Hi,
I am trying to fine-tune layoutLM using with the following:
distribution = {'smdistributed':{'dataparallel':{ 'enabled': True }}}
estimator = HuggingFace(
entry_point = 'train.py',
py_version = 'py36',
transformers_version='4.4.2',
pytorch_version='1.6.0',
role = role,
instance_type='ml.p3.16xlarge',
instance_count=1,
checkpoint_s3_uri=checkpoint_dir,
checkpoint_local_path='/opt/ml/checkpoints',
hyperparameters = {'epochs': 3,
'batch-size': 16,
'learning-rate': 5e-5,
'use-cuda': True,
'model-name':'microsoft/layoutlm-base-uncased'
},
debugger_hook_config=False,
volume_size = 40,
distribution = distribution,
source_dir = source_dir)
estimator.fit({'input_data_dir': data_uri}, wait = True)
Relevant code in train.py file:
model = LayoutLMForTokenClassification.from_pretrained('microsoft/layoutlm-base-uncased',num_labels = len(labels))

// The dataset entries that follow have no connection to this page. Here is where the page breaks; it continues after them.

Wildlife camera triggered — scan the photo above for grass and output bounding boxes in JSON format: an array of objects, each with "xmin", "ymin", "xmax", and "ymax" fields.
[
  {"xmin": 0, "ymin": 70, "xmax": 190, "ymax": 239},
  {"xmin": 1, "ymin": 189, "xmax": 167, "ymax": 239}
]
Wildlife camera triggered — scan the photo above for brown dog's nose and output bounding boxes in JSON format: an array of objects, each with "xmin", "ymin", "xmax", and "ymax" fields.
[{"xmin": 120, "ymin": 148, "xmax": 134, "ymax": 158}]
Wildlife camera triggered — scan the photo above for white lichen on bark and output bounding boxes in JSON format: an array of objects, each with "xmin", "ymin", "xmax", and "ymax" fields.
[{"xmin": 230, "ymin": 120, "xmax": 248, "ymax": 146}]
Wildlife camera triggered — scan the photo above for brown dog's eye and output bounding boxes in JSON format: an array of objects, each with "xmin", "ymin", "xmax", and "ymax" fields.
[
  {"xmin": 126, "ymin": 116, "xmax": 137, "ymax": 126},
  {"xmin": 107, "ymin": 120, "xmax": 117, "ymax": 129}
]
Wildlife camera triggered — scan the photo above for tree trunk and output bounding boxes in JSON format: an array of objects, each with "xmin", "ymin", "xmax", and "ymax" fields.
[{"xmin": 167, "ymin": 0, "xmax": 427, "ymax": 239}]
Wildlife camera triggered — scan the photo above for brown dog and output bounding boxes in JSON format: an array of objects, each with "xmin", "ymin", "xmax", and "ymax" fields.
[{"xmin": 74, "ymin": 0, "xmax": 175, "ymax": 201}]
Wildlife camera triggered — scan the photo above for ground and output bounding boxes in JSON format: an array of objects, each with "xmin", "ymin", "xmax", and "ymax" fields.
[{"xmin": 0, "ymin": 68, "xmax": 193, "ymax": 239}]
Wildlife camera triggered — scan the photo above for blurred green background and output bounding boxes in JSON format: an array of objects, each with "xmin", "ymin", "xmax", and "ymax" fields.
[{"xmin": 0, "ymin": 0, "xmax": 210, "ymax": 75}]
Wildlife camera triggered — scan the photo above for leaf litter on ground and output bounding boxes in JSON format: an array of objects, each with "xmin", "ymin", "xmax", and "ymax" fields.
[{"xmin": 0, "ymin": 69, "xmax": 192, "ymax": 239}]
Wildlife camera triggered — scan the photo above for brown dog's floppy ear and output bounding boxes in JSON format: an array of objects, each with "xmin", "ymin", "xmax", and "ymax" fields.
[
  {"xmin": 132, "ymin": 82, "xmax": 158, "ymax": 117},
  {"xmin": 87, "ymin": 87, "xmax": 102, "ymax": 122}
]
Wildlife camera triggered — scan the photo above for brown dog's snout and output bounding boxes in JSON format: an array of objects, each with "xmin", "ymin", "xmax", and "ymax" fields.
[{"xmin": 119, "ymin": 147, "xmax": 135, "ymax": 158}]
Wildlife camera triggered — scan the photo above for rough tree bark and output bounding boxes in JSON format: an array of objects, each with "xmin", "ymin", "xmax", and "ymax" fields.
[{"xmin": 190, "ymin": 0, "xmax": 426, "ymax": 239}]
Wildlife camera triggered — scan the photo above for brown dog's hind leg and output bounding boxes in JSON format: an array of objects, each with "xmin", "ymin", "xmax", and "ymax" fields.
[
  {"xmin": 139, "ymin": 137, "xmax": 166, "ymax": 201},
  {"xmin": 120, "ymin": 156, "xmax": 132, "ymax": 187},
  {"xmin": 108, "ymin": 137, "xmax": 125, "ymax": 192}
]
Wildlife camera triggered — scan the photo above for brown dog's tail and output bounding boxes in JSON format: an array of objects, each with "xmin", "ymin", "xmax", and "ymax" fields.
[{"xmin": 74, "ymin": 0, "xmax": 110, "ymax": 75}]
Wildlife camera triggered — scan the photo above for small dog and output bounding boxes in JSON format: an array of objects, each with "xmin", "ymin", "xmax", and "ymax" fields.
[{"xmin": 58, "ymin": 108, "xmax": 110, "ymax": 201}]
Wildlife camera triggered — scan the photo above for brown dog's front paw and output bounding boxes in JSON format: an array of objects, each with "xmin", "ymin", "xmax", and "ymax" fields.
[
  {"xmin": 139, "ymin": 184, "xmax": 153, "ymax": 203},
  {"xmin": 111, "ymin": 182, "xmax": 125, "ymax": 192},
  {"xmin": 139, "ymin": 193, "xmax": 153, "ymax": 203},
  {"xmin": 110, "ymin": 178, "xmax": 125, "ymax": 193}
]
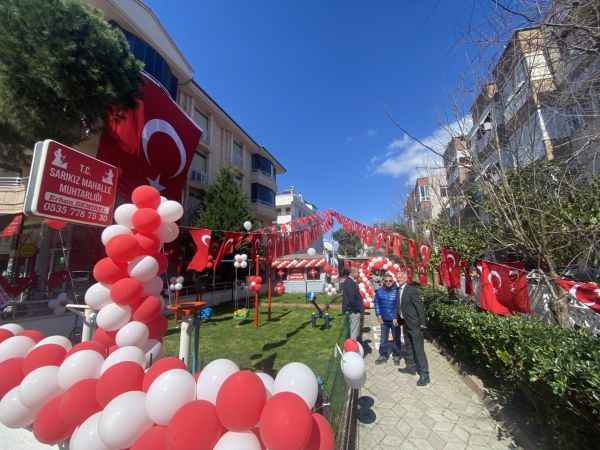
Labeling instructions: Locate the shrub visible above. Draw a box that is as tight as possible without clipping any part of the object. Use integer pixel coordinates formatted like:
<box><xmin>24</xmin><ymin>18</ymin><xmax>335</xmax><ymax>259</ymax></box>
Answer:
<box><xmin>422</xmin><ymin>288</ymin><xmax>600</xmax><ymax>449</ymax></box>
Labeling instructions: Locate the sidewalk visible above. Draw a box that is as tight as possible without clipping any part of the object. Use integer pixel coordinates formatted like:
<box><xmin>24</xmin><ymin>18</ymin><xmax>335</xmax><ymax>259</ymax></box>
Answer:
<box><xmin>357</xmin><ymin>312</ymin><xmax>517</xmax><ymax>450</ymax></box>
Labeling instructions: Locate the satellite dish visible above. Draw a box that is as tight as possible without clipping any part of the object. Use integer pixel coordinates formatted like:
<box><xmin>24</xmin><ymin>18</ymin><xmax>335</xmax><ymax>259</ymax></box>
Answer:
<box><xmin>324</xmin><ymin>241</ymin><xmax>333</xmax><ymax>252</ymax></box>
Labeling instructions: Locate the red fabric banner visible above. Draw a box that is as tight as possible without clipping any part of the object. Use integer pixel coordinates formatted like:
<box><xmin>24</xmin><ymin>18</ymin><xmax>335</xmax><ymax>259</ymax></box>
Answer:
<box><xmin>418</xmin><ymin>265</ymin><xmax>427</xmax><ymax>286</ymax></box>
<box><xmin>479</xmin><ymin>261</ymin><xmax>530</xmax><ymax>315</ymax></box>
<box><xmin>407</xmin><ymin>239</ymin><xmax>417</xmax><ymax>262</ymax></box>
<box><xmin>441</xmin><ymin>248</ymin><xmax>461</xmax><ymax>289</ymax></box>
<box><xmin>188</xmin><ymin>229</ymin><xmax>212</xmax><ymax>272</ymax></box>
<box><xmin>98</xmin><ymin>73</ymin><xmax>201</xmax><ymax>200</ymax></box>
<box><xmin>556</xmin><ymin>279</ymin><xmax>600</xmax><ymax>314</ymax></box>
<box><xmin>419</xmin><ymin>243</ymin><xmax>431</xmax><ymax>266</ymax></box>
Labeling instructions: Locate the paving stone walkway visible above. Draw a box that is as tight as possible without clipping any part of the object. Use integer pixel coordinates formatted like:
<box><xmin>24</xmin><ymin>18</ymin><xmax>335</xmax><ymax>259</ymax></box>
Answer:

training_args = TrainingArguments(
output_dir='./results',
num_train_epochs=4,
per_device_train_batch_size=16,
per_device_eval_batch_size=32,
warmup_ratio=0.1,
weight_decay=0.01,
report_to='wandb',
run_name = 'test_run',
logging_steps = 500,
fp16 = True,
load_best_model_at_end = True,
evaluation_strategy = 'steps',
gradient_accumulation_steps = 1,
save_steps = 500,
save_total_limit = 5,
)
trainer = Trainer(
model=model,
args=training_args,
train_dataset=train_dataset,
eval_dataset=val_dataset,
data_collator = data_collator,
compute_metrics=compute_metrics,
callbacks = [EarlyStoppingCallback]
)
trainer.train()
Unfortunately I keep getting the following error. Tried tracking down the problem but cant seem to figure it out.
[1,7]<stdout>:Traceback (most recent call last):
[1,7]<stdout>: File "/opt/conda/lib/python3.6/runpy.py", line 193, in _run_module_as_main
[1,7]<stdout>: "__main__", mod_spec)
[1,7]<stdout>: File "/opt/conda/lib/python3.6/runpy.py", line 85, in _run_code
[1,7]<stdout>: exec(code, run_globals)
[1,7]<stdout>: File "/opt/conda/lib/python3.6/site-packages/mpi4py/__main__.py", line 7, in <module>
[1,7]<stdout>: main()
[1,7]<stdout>: File "/opt/conda/lib/python3.6/site-packages/mpi4py/run.py", line 196, in main
[1,7]<stdout>: run_command_line(args)
[1,7]<stdout>: File "/opt/conda/lib/python3.6/site-packages/mpi4py/run.py", line 47, in run_command_line
[1,7]<stdout>: run_path(sys.argv[0], run_name='__main__')
[1,7]<stdout>: File "/opt/conda/lib/python3.6/runpy.py", line 263, in run_path
[1,7]<stdout>: pkg_name=pkg_name, script_name=fname)
[1,7]<stdout>: File "/opt/conda/lib/python3.6/runpy.py", line 96, in _run_module_code
[1,7]<stdout>: mod_name, mod_spec, pkg_name, script_name)
[1,7]<stdout>: File "/opt/conda/lib/python3.6/runpy.py", line 85, in _run_code
[1,7]<stdout>: exec(code, run_globals)
[1,7]<stdout>: File "train.py", line 619, in <module>
[1,7]<stdout>: trainer.train()
[1,7]<stdout>: File "/opt/conda/lib/python3.6/site-packages/transformers/trainer.py", line 1050, in train
[1,7]<stdout>: with model.no_sync():
[1,7]<stdout>: File "/opt/conda/lib/python3.6/site-packages/torch/nn/modules/module.py", line 800, in __getattr__
[1,7]<stdout>: type(self).__name__, name))
[1,7]<stdout>:torch.nn.modules.module.ModuleAttributeError: 'DistributedDataParallel' object has no attribute 'no_sync'
Any help would be appreciated!